Over the past few weeks, I’ve done a weekly Sabermtric Mining piece attempting to provide utility for fantasy owners using more advanced statistics. But is it possible that when it comes to predicting in-season pitching performance that it’s one of the simplest “advanced” metrics that you should be using?
For my first Sabermetric Mining piece, I had looked at FIP, xFIP, and SIERA as ERA predictors, highlighting SIERA as the favourite but identifying the benefits of each. Earlier this week, though, Glenn DuPaul of The Hardball Times put the estimators to the test in terms of their ability to predict in-season performance.
At the same time, I think these results should be taken as both a lesson and a cautionary tale. The ERA estimators that were tested (xFIP, FIP, SIERA and tERA) all did a better job of predicting future ERA than actual ERA; which was to be expected and is the normal assumption in the sabermetric community. But although they did better than ERA, simply subtracting walks from strikeouts did a better job of predicting ERAs for the second half than any of the advanced statistics.
In other words, for all the advancing ability of ERA estimators to predict future ERA, it is still this simple formula that does the best as it pertains to in-season ERA prediction:
Tom Tango of Inside The Book reflected on Glenn’s work, suggesting:
I also seem to remember that in terms of forecasting 2, 3, 4 years down the line that kwERA did better than anything else out there. Basically, for all our sabermetric advances, simply relying on K and BB (differential, not ratio) is just about the best we’ve been able to come up with.
He also noted that (K-BB)/PA (plate appearances) is preferable to using innings pitched as a denominator, but that the results would be more or less the same. Further to that notion, he indicated he uses FIP and kwERA but not really xFIP. He goes into detail on why, but basically it’s because we know for certain what these two are measuring.
For the record, kwERA is an ERA estimator with K and BB as its sole inputs. I didn’t identify it in my original piece, but it is another tool you can utilize when it comes to predicting pitcher performance, and it seems it may be both the simplest and the easiest. Again, though, using (K-BB)/IP or (K-BB)/PA would tell you the same story, just not on an ERA scale (rather, it would be a ratio).
Pursuant to that, I found a 2011 post from Tango that summed up some research as follows:
Overall, we see that while the ratio may have some additional information for us, a simple and straight strikeout minus walk differential per PA is a great indicator of performance.
Not to over-link, but I thought Eno Sarris’ piece at Getting Blanked did a nice job summing up this week’s saber-community discussion on this topic:
If you make a simple sauce, it’s easy to evaluate the ingredients. The more complicated the sauce, the more likely you’re left wondering which input was the spoiled one. Everything we needed to know about pitching we learned in the kitchen, it seems.
Here, of course, K and BB are the simple ingredients he is referring to.

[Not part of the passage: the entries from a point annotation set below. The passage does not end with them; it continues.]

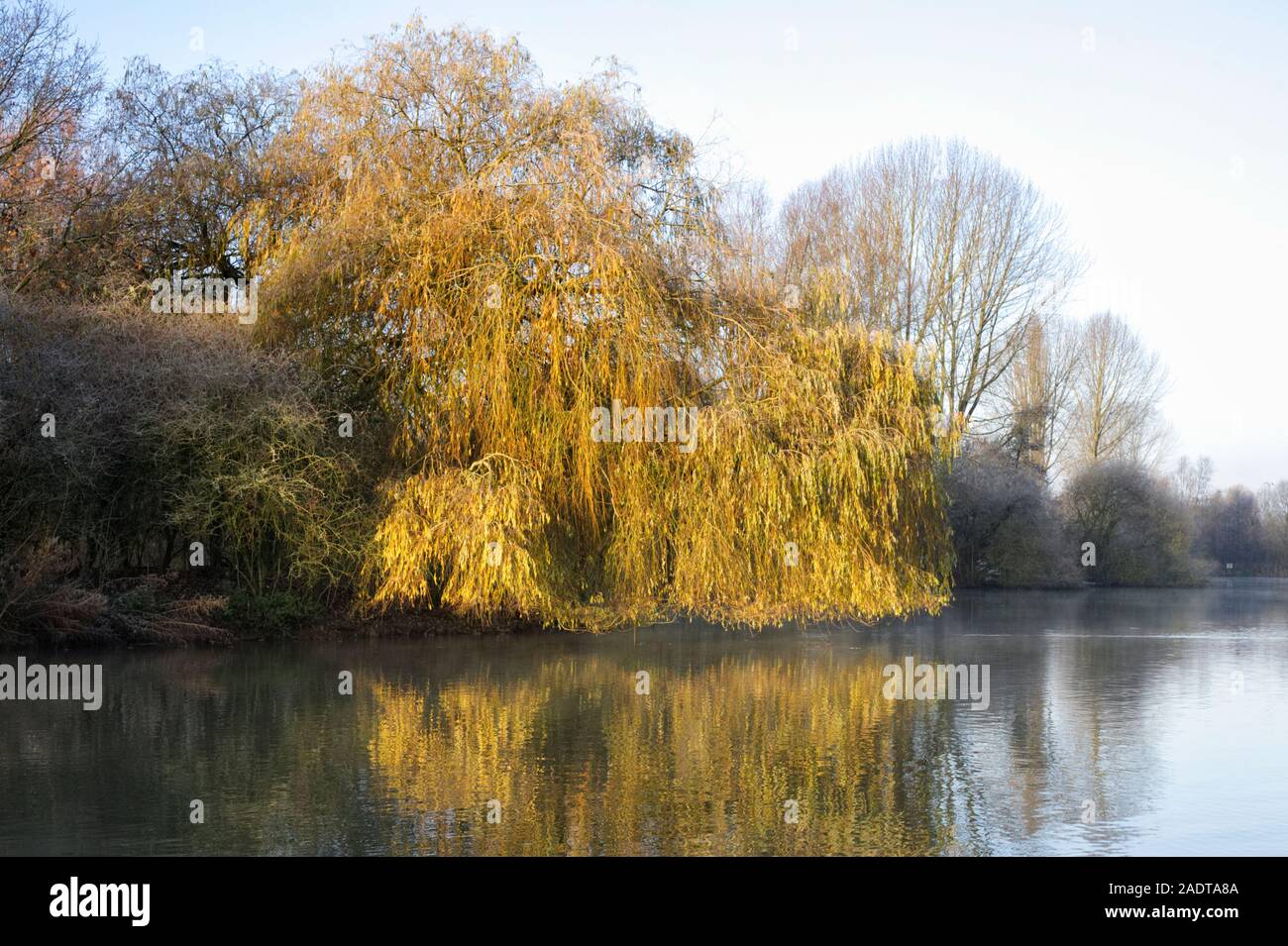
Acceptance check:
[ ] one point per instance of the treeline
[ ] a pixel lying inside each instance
(1115, 521)
(437, 269)
(458, 266)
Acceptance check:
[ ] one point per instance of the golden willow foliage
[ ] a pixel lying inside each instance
(480, 262)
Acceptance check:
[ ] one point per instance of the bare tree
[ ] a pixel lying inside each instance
(1194, 478)
(1039, 394)
(940, 245)
(48, 85)
(1119, 387)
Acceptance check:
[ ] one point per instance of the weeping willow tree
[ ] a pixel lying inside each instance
(488, 267)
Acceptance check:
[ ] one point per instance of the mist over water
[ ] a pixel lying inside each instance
(1166, 710)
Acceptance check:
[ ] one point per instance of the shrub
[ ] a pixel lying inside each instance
(1006, 528)
(1140, 528)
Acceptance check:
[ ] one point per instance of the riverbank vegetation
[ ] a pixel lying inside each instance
(454, 265)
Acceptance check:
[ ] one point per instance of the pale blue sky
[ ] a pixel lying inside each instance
(1159, 128)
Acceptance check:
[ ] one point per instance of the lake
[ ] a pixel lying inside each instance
(1119, 722)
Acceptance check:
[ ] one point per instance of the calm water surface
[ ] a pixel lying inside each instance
(1158, 716)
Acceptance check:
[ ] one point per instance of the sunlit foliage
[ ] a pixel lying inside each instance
(481, 261)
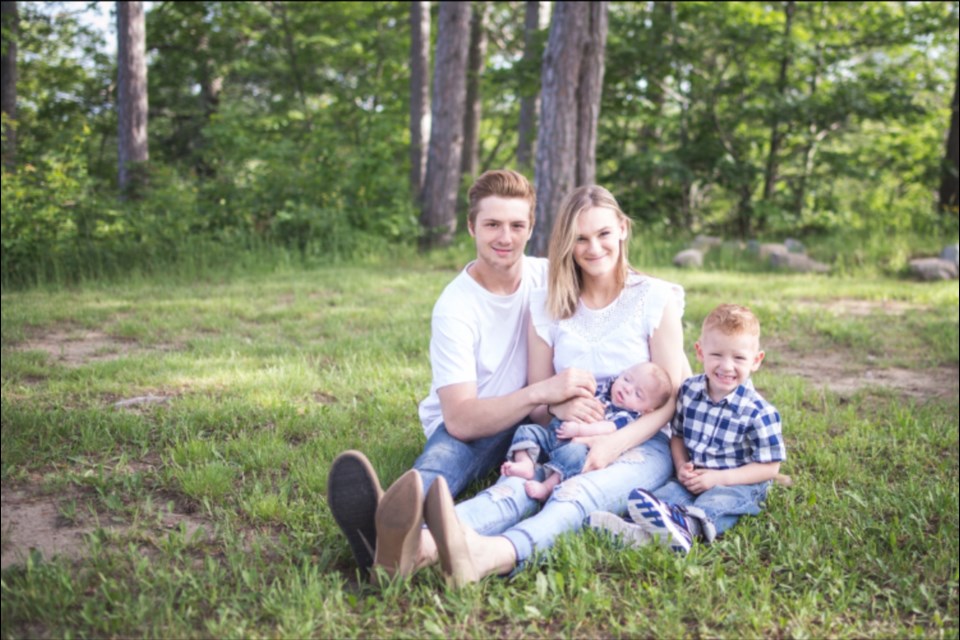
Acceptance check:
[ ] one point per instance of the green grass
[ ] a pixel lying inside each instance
(205, 515)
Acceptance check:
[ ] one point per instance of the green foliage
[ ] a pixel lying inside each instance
(283, 128)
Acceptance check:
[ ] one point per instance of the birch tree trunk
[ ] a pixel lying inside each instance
(8, 95)
(556, 165)
(949, 186)
(529, 105)
(772, 168)
(590, 90)
(438, 215)
(131, 96)
(419, 92)
(476, 59)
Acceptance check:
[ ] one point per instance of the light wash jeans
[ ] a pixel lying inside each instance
(722, 505)
(566, 457)
(459, 462)
(504, 508)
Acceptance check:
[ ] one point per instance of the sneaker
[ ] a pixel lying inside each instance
(353, 494)
(666, 523)
(624, 529)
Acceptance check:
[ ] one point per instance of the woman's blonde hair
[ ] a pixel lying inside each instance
(566, 280)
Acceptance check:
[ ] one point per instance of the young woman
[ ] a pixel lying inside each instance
(599, 315)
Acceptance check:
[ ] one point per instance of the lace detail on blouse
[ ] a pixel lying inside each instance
(593, 325)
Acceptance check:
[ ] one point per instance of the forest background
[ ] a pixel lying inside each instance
(295, 128)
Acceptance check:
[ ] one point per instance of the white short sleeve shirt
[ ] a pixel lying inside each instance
(477, 336)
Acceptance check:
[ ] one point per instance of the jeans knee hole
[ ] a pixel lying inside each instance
(634, 456)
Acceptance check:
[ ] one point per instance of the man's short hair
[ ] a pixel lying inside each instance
(502, 183)
(732, 319)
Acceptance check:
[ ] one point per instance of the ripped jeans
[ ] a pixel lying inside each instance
(504, 508)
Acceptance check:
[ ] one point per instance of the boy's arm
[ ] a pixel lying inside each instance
(750, 473)
(678, 450)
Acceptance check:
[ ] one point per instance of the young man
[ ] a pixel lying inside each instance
(478, 356)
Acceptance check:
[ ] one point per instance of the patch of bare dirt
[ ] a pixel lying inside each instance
(837, 372)
(76, 348)
(851, 307)
(32, 521)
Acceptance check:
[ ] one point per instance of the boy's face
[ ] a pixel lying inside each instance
(728, 360)
(501, 231)
(635, 391)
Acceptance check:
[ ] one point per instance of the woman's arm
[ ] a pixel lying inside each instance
(562, 404)
(666, 350)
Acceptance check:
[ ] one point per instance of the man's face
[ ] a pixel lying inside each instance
(501, 231)
(728, 360)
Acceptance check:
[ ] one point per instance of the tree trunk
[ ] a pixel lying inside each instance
(476, 59)
(11, 30)
(590, 90)
(529, 105)
(555, 171)
(949, 186)
(131, 96)
(438, 215)
(770, 175)
(211, 84)
(419, 91)
(810, 148)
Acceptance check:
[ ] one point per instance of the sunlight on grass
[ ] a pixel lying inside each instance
(265, 378)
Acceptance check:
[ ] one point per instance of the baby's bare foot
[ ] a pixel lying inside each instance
(537, 490)
(523, 469)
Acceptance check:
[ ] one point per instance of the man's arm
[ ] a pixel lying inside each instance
(468, 417)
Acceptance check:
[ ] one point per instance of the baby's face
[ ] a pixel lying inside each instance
(728, 360)
(634, 390)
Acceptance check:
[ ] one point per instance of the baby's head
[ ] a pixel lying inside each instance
(729, 348)
(643, 387)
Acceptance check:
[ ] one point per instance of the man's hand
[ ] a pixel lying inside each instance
(582, 409)
(603, 451)
(570, 383)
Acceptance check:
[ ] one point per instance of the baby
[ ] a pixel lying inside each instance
(640, 389)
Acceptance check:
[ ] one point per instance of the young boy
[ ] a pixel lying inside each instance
(640, 389)
(727, 444)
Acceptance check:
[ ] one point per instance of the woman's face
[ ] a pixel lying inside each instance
(596, 249)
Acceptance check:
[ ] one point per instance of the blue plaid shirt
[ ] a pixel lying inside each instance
(741, 428)
(617, 415)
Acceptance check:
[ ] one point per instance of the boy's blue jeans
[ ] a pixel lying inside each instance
(722, 505)
(459, 462)
(563, 456)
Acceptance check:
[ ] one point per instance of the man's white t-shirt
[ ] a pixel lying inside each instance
(478, 336)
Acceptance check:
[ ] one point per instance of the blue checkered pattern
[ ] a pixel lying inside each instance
(617, 415)
(741, 428)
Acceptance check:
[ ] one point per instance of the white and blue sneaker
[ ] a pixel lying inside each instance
(624, 530)
(666, 523)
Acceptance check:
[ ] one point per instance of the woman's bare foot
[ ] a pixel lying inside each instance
(537, 490)
(522, 466)
(542, 490)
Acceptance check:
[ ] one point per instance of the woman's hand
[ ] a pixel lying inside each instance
(603, 451)
(580, 409)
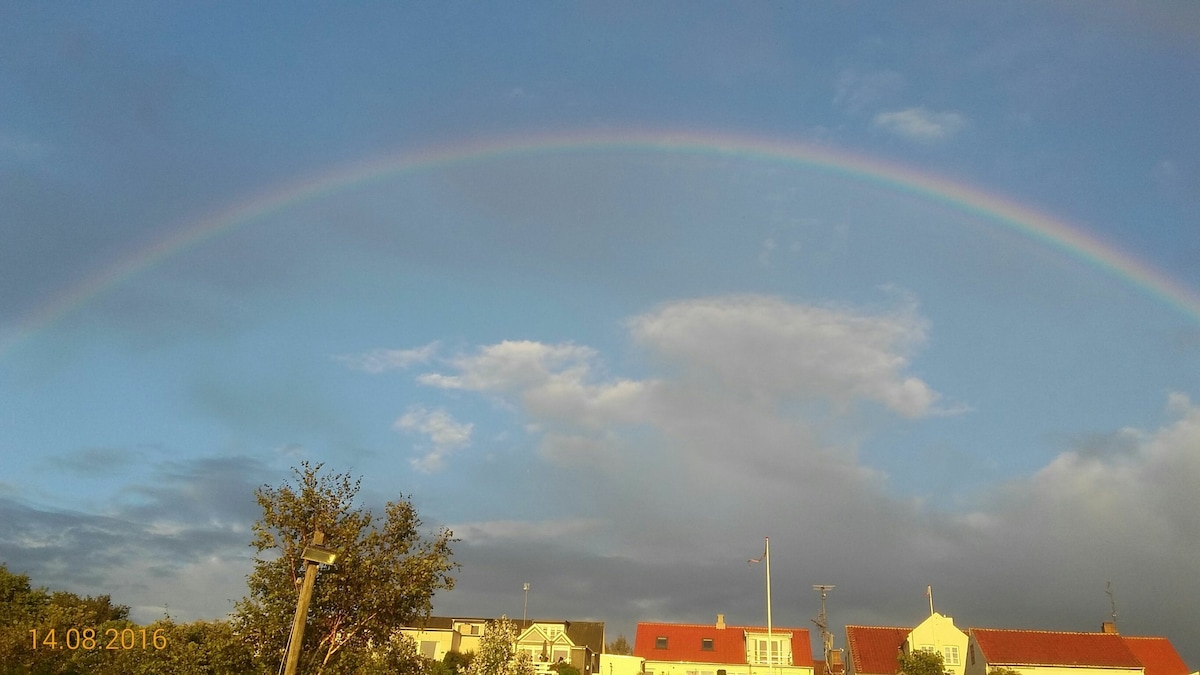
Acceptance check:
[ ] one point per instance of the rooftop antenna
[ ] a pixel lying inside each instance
(822, 622)
(1113, 602)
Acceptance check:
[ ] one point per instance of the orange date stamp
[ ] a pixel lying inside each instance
(106, 639)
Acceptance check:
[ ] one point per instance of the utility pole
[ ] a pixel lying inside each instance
(313, 555)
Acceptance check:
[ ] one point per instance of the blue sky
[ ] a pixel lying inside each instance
(612, 368)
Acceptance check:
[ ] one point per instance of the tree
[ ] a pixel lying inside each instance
(621, 646)
(384, 578)
(922, 662)
(497, 651)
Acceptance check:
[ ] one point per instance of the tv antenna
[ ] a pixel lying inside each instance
(822, 620)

None of this is to say that FIP, xFIP, SIERA and others don’t have a place or value, because they definitely do, especially for offseason analysis. Anything that improves your understanding of the components of pitcher success has value, this new research simply reinforces that scanning the xFIP leaderboard is not sufficient.
In addition, further research could be done on how the components of strikeouts and walks, for example swinging strike percentage or first pitch strike percentage, do in predicting future ERA, perhaps letting us improve on K-BB metrics.
Beyond just this K-BB analysis, you can expand your research to include components of strikeouts, as I outlined in August, and perhaps look for pitchers due to improve or decline in the strikeout category, and thus, K-BB metrics.
On the odd chance you’re still streaming pitchers to try and win a fantasy title at this point, the chart below shows pitchers available in more than 60% of Yahoo leagues and their ERA, FIP, (K-BB)/IP and (K-BB)/PA.
The higher the (K-BB)/PA, the better, obviously, as it indicates a greater ability to generate outs and a decreased propensity to allow free baserunners and thus scoring opportunities. Since those two things are the core components of ERA, it makes sense that a ratio that indicates increased outs and decreased runners (and therefore scoring opportunities) is a strong predictor of ERA. What’s even more appealing is that strikeouts and walks are generally considered the elements most within a pitcher’s control, so there are less situational mitigating factors at play than with some other metrics.
It will certainly be an interesting offseason in the statistical community, as I’m sure Glenn’s findings will encourage further research on ERA estimators, their efficacy, and how the components of K and BB work to predict ERA as well.